Intervention de Jean-Daniel Guyot

Commission des affaires européennes — Réunion du 9 juin 2016 à 10h00
Économie finances et fiscalité — Union européenne et enjeux du numérique - Audition conjointe avec la commission de la culture de l'éducation et de la communication et la commission des affaires économiques

Jean-Daniel Guyot, membre du conseil d'administration de France Digitale :

Merci, mesdames, messieurs les sénateurs, pour votre invitation. Notre association, assez unique au monde, regroupe la plupart des fonds d'investissement français et environ 800 start up. Nous portons leur voix dans le débat public sur les sujets qui intéressent ces acteurs.

Je suis aussi fondateur et président de Captain Train, une start up qu'un concurrent anglais vient d'acquérir dans l'une des plus grosses opérations de ce genre à avoir eu lieu en France. Nous vendons des billets de train en Europe et non pas seulement en France. De multiples nationalités européennes sont donc représentées dans notre équipe, qui est dirigée conjointement par un Français et un Allemand.

Les termes « industrie numérique », utilisés dans votre question, me gênent beaucoup. Ils reflètent en effet une image très répandue en Europe de la révolution numérique : il faudrait numériser les industries existantes, ce ne serait qu'une étape dans la vie des vieux géants industriels actuels. Cette image est complètement fausse ; il faut éviter ce piège. Ce n'est en effet pas du tout ce qui se passe, par exemple, outre-Atlantique : de nombreux acteurs apparaissent alors que d'anciens acteurs sont amenés à mourir. C'est ce changement douloureux, mais puissant qu'il faut accompagner le mieux possible.

Deux questions sont en revanche légitimes et peuvent recevoir une réponse. Comment faire, d'une part, pour que des Français prennent leur place dans l'économie numérique en Europe ? Comment faire, d'autre part, pour que l'économie numérique européenne soit forte ?

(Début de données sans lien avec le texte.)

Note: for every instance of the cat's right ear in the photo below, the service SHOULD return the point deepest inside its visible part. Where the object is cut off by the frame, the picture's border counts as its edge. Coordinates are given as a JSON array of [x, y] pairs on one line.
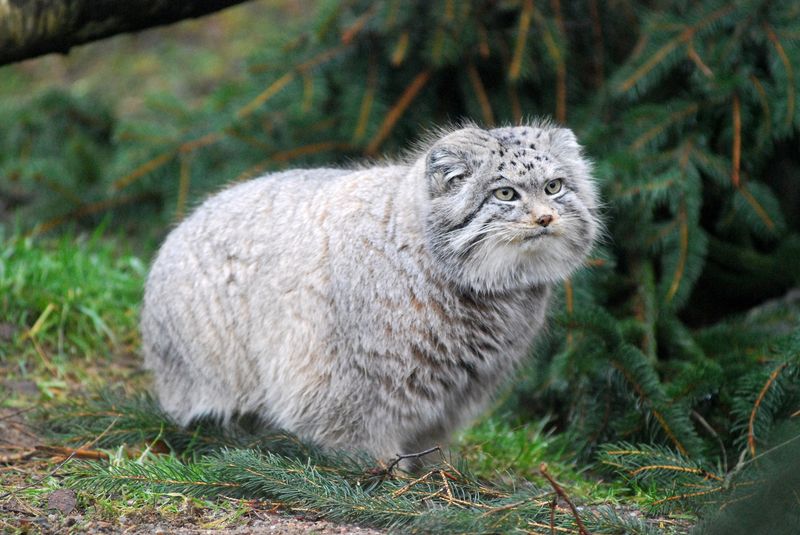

Sur la première question, je ferai d'abord remarquer qu'il n'y a pas aujourd'hui d'exemple majeur, hormis Blablacar, de nouvelle société française qui soit devenue un géant européen. La principale raison de cet état de fait est qu'il est extrêmement compliqué de faire grandir son entreprise à l'échelle européenne. En effet, il s'agit d'une multitude de marchés. Dans le cas de Captain Train, nous n'avons pas encore de bureaux en Espagne, en Italie ou en Allemagne, alors que nous vendons des billets dans ces pays, parce qu'il faudrait créer une nouvelle société dans chaque pays. Les législations nationales sont différentes, de même que les contrats de travail, les agences de protection des données, etc. Il n'y a ni contrat de travail européen ni statut de société européen. L'Europe n'a pas complètement fait son travail. CesPour répondre à la seconde question, trois grands sujets sont essentiels : la technologie, le financement et les ressources humaines.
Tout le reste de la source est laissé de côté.